Em Maio do ano passado a Assembleia da República aprovou na generalidade - com os votos favoráveis do PCP e do PEV e as abstenções dos restantes partidos - o Projecto de Lei do PCP sobre o estatuto do dirigente associativo voluntário, que baixou para discussão na especialidade à Comissão de Direitos, Liberdade e Garantias. Recentemente, esta Comissão deliberou constituir um grupo de trabalho para iniciar essa discussão, o que abre perspectivas de um desfecho a curto prazo deste processo legislativo. Qual o sentido desse desfecho, dependente como é óbvio, da vontade maioritária da Assembleia da República, saber-se-á em breve. O PCP bater-se-á para que o conteúdo do seu projecto seja integralmente consagrado em lei.

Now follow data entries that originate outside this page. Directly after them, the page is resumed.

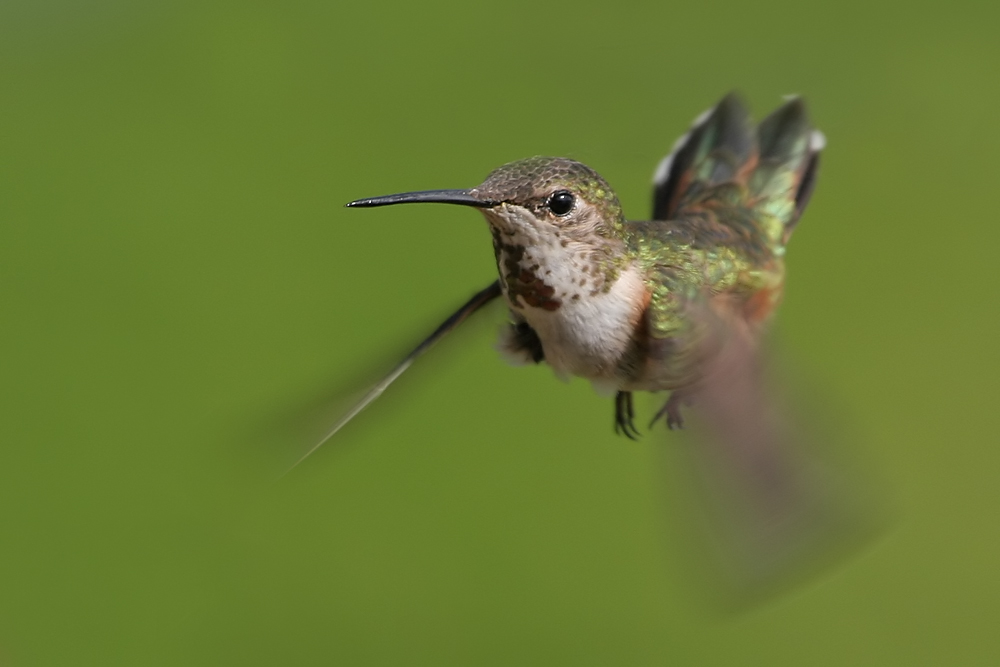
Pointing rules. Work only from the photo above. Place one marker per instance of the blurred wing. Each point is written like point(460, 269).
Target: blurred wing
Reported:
point(472, 305)
point(779, 500)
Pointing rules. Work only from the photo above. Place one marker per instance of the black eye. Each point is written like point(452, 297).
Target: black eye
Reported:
point(561, 202)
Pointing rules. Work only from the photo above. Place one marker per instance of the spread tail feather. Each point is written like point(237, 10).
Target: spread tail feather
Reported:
point(777, 163)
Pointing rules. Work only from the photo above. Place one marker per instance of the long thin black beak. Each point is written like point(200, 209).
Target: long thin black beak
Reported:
point(426, 196)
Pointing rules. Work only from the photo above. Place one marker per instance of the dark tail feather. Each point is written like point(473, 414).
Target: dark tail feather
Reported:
point(789, 161)
point(716, 148)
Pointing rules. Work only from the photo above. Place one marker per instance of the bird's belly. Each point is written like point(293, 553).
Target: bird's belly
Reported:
point(588, 334)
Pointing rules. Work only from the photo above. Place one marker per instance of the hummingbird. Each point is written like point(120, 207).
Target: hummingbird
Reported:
point(665, 304)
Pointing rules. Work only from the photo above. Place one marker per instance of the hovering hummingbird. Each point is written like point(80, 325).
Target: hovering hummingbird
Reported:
point(654, 305)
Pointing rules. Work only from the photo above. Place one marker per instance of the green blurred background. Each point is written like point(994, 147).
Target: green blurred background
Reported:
point(178, 279)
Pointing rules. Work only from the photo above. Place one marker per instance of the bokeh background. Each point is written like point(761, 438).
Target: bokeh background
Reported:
point(179, 282)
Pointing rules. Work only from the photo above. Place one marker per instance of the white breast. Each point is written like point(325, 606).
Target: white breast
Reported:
point(590, 330)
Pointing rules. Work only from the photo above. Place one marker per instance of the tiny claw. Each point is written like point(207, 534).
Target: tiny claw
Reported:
point(625, 416)
point(671, 410)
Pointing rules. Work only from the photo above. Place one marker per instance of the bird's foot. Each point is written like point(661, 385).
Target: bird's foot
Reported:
point(671, 411)
point(624, 415)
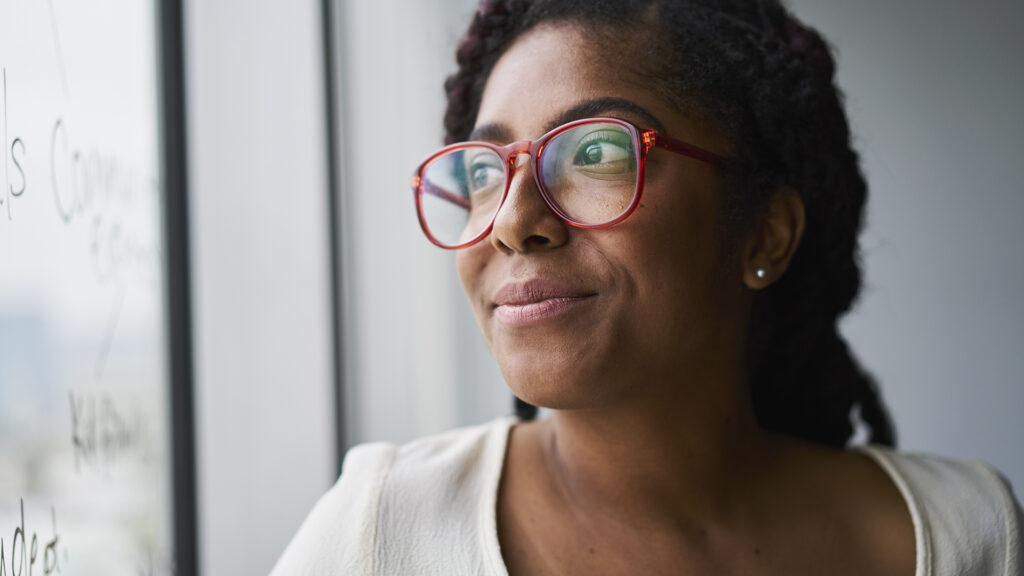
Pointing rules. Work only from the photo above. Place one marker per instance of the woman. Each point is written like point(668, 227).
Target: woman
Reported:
point(655, 209)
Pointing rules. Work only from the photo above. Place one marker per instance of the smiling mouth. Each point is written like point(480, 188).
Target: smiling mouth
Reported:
point(521, 314)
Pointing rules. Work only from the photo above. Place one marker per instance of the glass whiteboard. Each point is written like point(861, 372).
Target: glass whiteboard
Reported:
point(86, 483)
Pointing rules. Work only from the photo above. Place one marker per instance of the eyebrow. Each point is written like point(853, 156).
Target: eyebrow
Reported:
point(596, 107)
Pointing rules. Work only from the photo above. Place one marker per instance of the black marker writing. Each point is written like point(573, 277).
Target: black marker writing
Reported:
point(100, 433)
point(30, 553)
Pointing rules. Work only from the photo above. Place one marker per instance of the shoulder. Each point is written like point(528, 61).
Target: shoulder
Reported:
point(967, 520)
point(389, 495)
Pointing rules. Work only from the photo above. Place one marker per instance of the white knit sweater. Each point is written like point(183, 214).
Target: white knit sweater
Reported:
point(427, 508)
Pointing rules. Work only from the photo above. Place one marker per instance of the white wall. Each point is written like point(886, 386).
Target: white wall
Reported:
point(261, 282)
point(415, 361)
point(934, 90)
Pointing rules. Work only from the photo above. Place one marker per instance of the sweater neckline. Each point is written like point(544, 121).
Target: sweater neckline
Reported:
point(495, 464)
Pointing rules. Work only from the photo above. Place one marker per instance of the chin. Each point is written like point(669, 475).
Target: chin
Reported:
point(556, 383)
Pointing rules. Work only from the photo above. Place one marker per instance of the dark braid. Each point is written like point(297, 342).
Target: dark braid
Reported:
point(770, 81)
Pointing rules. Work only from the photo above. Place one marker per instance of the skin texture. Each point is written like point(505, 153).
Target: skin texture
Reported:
point(652, 460)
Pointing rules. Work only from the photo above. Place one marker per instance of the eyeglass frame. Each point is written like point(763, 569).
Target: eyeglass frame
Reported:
point(643, 140)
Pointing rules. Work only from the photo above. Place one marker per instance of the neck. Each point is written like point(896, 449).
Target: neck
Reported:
point(682, 456)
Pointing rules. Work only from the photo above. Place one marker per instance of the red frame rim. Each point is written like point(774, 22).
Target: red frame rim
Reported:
point(643, 140)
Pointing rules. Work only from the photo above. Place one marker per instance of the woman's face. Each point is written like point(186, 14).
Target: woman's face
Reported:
point(582, 318)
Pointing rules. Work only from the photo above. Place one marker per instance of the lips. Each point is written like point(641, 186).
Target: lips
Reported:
point(525, 303)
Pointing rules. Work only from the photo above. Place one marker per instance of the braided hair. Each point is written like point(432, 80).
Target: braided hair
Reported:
point(770, 81)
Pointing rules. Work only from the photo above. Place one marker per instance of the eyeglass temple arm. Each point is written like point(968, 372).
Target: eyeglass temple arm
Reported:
point(429, 188)
point(653, 138)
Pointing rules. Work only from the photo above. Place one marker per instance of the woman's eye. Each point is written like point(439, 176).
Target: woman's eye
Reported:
point(601, 153)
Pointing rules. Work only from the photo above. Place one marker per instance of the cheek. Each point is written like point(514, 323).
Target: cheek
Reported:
point(471, 263)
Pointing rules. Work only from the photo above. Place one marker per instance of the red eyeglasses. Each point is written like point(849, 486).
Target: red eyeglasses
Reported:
point(590, 174)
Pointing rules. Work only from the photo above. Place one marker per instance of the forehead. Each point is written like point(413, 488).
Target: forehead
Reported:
point(552, 68)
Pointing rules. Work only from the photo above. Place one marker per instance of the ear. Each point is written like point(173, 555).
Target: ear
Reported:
point(773, 239)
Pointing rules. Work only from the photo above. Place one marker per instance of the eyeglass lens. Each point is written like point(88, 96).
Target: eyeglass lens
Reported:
point(588, 171)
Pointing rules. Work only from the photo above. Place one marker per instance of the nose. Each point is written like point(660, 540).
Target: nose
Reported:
point(524, 222)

O Projecto de Lei do PCP prevê, em breve síntese, a criação de condições para que os dirigentes associativos voluntários que trabalhem por conta de outrém possam dispor de alguma disponibilidade de tempo para dedicar, a título gratuito, às suas associações. Prevê designadamente, a justificação de faltas ao emprego por motivos relacionados com a actividade associativa, dentro de limites razoáveis (sem perda de remuneração no caso da função pública); a bonificação fiscal de empresas que decidam assumir encargos remuneratórios decorrentes dessas faltas; bem como um regime especial de marcação de férias de acordo com necessidades de trabalho associativo.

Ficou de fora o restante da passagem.